The Vision of the Straight Line and The Grid

From 'The Story of the Original CMK'

Stuart Mosscrop’s explanation of the design entranced me: ‘The straight line is the only distinctive mark that man can make on the face of the earth. Nature can make any other kind of shape but it can’t make a perfectly straight line.’ So, if you are doing a major piece of urban development, in this case the iconic Centre on a plateau in the middle of a city of 1/4 million people, you have to decide what kind of make you’ll make on the ground and one consideration is the only mark a man can make – a straight line…

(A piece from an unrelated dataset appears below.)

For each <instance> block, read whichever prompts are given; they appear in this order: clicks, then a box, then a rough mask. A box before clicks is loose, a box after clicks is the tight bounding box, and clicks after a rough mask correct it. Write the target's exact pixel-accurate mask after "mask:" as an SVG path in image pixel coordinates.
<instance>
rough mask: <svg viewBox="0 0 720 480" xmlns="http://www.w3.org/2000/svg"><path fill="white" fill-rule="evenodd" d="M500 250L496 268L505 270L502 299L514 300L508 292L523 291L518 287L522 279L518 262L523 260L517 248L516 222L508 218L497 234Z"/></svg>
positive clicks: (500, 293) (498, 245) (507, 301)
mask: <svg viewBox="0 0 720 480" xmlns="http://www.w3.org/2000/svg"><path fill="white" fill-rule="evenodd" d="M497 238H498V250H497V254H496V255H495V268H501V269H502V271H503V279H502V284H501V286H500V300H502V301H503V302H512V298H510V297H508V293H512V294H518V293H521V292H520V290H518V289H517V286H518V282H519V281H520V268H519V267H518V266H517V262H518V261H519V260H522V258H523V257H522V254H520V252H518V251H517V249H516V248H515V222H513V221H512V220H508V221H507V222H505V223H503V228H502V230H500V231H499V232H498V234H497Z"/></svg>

There’s an intellectual argument about straight lines. There’s a philosophical and political perspective about grids and straight lines too – that the equal subdivision of land is a very democratic thing. Historically, in our country, places have grown and shown the pattern of ownership, of aristocracy, poor people, rich people, the accidents of time and class and wealth, as well as economics and geography. We end up with a very interesting, complicated framework usually with spokes of a wheel – the town centre in the middle and the spokes as the main arterial roads… If you’re carving up a flat piece of land…where there are no Barons or Earls, but this is publicly-owned land being sub-divided for development for the community benefit – that‘s the context. Its sub-division into equal allotments is a very important democratic principle. You say, I’ve got straight lines, I’ve got a grid and I’ve got demographic subdivision too.